By Andrew Gumbel in Los Angeles
03 August 2003 - Independent
http://news.independent.co.uk/world/americas/story.jsp?story=430073
After more than a year of complaints by some
US anti-war activists that they were being
unfairly targeted by airport security, Washington
has admitted the existence of a list, possibly
hundreds or even thousands of names long, of
people it deems worthy of special scrutiny at
airports.
The list had been kept secret until its disclosure
last week by the new US agency in charge of
aviation safety, the Transportation Security
Administration (TSA). And it is entirely separate
from the relatively well-publicised "no-fly" list,
which covers about 1,000 people believed to have
criminal or terrorist ties that could endanger the
safety of their fellow passengers.
The strong suspicion of such groups as the
American Civil Liberties Union (ACLU),
which is suing the government to try to learn
more, is that the second list has been used to
target political activists who challenge the
government in entirely legal ways. The TSA
acknowledged the existence of the list in
response to a Freedom of Information Act
request concerning two anti-war activists
from San Francisco who were stopped and
briefly detained at the airport last autumn and
told they were on an FBI no-fly list.
The activists, Rebecca Gordon and Jan Adams,
work for a small pacifist magazine called War
Times and say they have never been arrested, let
alone have criminal records. Others who have
filed complaints with the ACLU include a
left-wing constitutional lawyer who has been
strip-searched repeatedly when travelling through
US airports, and a 71-year-old nun from
Milwaukee who was prevented from flying to
Washington to join an anti-government protest.
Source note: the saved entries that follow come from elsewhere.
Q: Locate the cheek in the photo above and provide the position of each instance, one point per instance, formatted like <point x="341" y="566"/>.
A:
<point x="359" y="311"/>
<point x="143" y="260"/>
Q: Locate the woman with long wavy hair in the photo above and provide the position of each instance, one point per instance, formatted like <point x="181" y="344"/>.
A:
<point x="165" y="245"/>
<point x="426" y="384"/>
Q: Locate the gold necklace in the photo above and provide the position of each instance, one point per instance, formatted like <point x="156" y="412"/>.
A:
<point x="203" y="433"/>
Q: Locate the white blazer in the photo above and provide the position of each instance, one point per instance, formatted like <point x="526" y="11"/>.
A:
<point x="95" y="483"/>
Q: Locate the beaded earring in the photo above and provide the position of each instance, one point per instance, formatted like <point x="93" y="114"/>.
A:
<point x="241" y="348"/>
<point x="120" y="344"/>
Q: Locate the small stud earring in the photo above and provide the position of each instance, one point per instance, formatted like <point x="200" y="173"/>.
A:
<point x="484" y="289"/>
It is impossible to know for sure who might be
on the list, or why. The ACLU says a list kept by
security personnel at Oakland airport ran to 88
pages. More than 300 people have been subject
to special questioning at San Francisco airport,
and another 24 at Oakland, according to police
records. In no case does it appear that a wanted
criminal was apprehended.
The ACLU's senior lawyer on the case, Jayashri
Srikantiah, said she is troubled by several answers
that the TSA gave to her questions. The agency, she
said, had no way of making sure that people did not
end up on the list simply because of things they had
said or organisations they belonged to. Once people
were on the list, there was no procedure for trying to
get off it. The TSA did not even think it was
important to keep track of people singled out in error
for a security grilling. According to documents the
agency released, it saw "no pressing need to do so".
It is not just left-wingers who feel unfairly targeted.
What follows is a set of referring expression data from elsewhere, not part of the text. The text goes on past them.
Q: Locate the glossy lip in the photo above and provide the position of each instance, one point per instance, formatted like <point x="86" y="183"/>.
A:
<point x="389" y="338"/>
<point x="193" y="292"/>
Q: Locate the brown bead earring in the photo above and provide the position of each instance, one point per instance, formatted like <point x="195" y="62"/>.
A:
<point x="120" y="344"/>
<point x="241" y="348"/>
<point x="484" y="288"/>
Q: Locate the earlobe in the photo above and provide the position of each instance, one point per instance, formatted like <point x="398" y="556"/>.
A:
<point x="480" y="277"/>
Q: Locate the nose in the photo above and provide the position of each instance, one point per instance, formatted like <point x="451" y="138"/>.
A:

Right-wing civil libertarians have spoken out against
the secret list, and at least one conservative organisation,
the Eagle Forum, says its members have been
interrogated by security staff.
The complaints by the ACLU form part of a pattern of
protest since the 11September attacks, with the Bush
administration repeatedly under fire for detaining people
on the flimsiest of grounds in the name of the "war on
terror". Many Muslims have had a hard time, especially
if they have a surname such as Hussein.